Hay aplausos. Y, así, termina todo.

 

Siguen luego los agradecimientos de parte de Busquiazo –por la atención, el silencio, la presencia–, un espectáculo de stand up a cargo de dos actores independientes, y un número musical preparado por los reclusos que asisten al taller de percusión, entre cuyos integrantes se cuentan también ellos: los actores de Mujeres tenían que ser.

 

A las cuatro de la tarde, el tiempo de actuar está por quedar atrás y los internos pronto volverán a sus rutinas: lavar ropa, limpiar celdas, organizar la cena para las ocho, hora en la que algunos cenarán, mientras que otros correrán a hablar por teléfono con sus familias, por turno y no más de media hora. Cuando el reloj dé las diez de la noche, el pabellón entero, bajo custodia de un celador, estará durmiendo.

 

Pero para eso todavía falta.

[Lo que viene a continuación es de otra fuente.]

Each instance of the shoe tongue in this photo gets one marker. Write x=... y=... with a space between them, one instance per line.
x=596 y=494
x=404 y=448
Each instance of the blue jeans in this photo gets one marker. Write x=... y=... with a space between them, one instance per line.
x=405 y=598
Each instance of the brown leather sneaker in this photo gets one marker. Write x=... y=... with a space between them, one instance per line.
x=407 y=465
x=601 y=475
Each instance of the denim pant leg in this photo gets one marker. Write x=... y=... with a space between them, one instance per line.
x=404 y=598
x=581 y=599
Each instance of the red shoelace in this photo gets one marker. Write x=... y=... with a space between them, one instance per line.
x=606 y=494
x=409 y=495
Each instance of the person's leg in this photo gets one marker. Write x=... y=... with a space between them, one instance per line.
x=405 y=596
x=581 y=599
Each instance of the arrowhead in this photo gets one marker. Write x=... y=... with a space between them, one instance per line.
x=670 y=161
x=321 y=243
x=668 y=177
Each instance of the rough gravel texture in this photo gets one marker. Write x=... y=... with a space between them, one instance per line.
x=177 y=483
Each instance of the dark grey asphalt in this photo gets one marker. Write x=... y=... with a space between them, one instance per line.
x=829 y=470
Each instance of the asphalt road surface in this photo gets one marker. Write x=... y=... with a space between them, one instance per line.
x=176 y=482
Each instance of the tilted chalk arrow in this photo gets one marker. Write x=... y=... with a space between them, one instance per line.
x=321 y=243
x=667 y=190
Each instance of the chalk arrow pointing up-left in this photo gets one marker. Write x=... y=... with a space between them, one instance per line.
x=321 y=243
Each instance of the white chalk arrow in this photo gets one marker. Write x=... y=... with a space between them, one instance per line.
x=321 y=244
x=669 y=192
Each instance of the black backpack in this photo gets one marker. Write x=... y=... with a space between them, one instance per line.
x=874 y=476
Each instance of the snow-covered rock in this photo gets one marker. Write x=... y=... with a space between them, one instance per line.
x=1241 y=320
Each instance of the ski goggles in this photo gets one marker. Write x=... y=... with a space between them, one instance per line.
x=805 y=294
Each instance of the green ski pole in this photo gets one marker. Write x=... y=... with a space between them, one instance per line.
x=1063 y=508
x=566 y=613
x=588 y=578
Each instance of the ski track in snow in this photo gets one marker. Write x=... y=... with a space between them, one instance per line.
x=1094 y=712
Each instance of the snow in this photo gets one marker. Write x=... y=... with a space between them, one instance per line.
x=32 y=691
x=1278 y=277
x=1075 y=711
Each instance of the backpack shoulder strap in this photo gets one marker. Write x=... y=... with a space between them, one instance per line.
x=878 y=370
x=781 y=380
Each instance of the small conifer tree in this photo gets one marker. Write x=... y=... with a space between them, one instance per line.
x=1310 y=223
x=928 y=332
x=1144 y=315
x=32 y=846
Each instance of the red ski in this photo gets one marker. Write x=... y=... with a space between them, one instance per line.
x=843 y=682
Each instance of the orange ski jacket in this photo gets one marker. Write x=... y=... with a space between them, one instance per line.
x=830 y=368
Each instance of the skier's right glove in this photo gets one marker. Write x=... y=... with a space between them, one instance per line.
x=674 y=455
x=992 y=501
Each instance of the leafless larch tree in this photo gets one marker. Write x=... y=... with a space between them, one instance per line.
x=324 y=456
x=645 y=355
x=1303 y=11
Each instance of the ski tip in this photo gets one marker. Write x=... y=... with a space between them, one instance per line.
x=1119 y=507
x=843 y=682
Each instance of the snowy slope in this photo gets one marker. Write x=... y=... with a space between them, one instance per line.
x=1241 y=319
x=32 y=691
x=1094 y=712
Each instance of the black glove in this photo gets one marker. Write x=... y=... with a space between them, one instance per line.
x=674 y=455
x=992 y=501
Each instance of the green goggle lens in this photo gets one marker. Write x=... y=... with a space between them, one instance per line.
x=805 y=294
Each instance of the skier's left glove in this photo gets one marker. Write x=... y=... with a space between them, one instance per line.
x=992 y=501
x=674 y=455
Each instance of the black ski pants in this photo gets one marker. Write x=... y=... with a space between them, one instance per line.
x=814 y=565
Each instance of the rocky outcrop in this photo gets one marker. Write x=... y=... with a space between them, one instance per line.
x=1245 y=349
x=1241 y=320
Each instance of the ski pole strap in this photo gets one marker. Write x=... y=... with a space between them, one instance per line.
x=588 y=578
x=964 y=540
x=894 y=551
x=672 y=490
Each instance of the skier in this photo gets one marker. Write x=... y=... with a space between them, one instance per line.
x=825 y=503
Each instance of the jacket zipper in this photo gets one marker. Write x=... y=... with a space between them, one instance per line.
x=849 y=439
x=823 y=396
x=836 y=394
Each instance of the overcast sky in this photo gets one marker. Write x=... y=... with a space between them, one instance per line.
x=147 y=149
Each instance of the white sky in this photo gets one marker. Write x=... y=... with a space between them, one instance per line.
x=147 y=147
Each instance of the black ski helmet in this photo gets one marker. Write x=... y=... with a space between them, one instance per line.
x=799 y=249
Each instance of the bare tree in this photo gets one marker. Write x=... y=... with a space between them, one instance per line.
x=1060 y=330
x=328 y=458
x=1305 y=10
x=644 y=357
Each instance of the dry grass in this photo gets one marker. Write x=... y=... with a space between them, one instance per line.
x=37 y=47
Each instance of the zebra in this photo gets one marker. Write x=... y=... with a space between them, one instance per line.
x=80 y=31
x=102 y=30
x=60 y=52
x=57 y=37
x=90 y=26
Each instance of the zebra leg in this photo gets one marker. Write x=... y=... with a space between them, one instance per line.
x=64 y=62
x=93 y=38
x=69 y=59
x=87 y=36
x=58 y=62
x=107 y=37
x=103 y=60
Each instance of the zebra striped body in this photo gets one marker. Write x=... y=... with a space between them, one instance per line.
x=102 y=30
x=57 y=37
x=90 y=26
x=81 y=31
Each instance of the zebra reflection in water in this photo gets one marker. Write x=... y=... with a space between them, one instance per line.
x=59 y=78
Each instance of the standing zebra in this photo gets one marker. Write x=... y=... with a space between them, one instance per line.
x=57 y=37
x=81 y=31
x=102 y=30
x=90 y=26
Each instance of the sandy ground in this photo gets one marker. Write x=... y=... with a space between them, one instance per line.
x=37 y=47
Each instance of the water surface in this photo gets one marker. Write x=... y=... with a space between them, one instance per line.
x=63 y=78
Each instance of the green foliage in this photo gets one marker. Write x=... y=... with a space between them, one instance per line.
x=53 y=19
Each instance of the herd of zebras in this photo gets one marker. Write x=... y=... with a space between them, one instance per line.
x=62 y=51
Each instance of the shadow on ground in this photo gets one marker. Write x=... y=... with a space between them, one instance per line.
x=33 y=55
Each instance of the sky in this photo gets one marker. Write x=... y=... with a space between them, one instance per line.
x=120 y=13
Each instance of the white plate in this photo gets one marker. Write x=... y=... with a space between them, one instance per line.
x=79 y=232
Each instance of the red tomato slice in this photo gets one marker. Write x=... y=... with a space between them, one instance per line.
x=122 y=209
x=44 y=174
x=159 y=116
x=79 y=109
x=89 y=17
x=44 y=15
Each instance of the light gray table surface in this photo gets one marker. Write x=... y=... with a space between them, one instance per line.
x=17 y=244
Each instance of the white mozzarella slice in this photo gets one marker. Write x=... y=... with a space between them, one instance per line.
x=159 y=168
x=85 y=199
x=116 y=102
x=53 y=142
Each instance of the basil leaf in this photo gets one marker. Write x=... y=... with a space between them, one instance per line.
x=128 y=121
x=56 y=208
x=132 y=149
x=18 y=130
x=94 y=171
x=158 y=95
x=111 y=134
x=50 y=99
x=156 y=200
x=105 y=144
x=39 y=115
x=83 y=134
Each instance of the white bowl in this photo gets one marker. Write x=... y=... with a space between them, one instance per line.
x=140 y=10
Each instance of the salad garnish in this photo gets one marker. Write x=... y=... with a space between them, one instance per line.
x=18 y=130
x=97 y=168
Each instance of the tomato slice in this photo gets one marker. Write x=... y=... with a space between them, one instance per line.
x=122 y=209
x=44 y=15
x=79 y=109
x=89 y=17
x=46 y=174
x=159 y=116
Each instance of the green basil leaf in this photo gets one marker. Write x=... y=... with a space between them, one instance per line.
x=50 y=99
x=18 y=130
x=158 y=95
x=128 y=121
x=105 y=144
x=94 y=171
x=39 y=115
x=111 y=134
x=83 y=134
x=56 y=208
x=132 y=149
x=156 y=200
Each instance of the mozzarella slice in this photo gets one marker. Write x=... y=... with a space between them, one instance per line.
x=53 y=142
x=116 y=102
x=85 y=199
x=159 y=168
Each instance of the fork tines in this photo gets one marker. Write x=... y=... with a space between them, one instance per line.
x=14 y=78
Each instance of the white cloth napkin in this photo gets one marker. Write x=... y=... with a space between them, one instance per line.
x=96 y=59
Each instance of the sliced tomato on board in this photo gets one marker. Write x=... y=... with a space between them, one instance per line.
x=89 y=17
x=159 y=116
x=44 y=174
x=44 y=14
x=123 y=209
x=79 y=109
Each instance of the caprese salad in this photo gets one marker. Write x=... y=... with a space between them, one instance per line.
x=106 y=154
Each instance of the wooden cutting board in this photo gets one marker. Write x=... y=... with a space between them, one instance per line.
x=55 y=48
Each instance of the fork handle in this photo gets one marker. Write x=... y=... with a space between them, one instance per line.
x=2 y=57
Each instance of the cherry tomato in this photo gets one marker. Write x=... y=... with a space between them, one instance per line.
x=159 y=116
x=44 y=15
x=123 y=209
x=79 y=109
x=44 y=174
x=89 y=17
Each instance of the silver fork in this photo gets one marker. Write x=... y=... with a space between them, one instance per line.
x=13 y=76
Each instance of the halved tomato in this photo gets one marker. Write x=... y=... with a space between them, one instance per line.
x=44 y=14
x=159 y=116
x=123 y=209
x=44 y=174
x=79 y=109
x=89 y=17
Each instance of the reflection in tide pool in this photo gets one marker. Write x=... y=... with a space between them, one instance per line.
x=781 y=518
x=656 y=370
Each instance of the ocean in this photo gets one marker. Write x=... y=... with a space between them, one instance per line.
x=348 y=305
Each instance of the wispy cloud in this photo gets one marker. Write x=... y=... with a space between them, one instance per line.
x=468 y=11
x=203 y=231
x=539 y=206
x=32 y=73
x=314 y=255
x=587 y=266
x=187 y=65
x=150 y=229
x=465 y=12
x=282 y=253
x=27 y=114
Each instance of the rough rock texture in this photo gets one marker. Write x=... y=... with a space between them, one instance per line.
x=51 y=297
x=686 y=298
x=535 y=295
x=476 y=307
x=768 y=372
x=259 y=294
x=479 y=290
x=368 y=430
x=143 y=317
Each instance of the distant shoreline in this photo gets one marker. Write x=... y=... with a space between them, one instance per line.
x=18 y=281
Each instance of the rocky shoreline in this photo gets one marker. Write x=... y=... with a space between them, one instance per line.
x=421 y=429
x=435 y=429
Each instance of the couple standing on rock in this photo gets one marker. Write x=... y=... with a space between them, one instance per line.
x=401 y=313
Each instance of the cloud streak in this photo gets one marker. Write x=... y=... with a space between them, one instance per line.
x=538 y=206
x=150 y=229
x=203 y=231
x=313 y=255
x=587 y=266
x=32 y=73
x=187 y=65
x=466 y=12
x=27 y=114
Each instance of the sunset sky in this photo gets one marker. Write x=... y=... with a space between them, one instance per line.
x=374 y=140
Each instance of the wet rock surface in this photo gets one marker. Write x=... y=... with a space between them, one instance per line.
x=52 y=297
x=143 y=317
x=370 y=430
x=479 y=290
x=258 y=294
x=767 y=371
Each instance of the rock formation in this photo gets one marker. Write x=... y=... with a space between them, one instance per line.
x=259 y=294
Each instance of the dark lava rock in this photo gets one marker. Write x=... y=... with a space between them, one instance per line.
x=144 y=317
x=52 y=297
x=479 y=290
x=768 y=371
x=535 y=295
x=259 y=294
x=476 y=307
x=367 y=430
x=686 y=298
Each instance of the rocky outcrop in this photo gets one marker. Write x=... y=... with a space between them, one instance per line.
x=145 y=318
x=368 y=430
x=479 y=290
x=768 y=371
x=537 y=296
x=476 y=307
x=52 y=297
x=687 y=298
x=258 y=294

Ahora es el momento de las tortas, el jugo, las despedidas.

 

—Gracias por venir –me dice uno de los quince al salir del gimnasio.

 

De este lado de la verja, la pasarela empieza a despejarse.

 

 

 

 

Se ha utilizado sólo el nombre de pila para proteger la identidad de los presos con quienes se conversó.

 

 

 

 

María Soledad Pereira es argentina. Licenciada en turismo y cronista, cursó estudios de posgrado en Holanda y España y aprendió lengua y cultura portuguesas en Lisboa, Portugal, de donde su familia paterna es originaria. Sus textos han aparecido en revistas como Sole, Bacanal, Letras Libres e Internazionale. Escribe el blog Sostiene Pereira.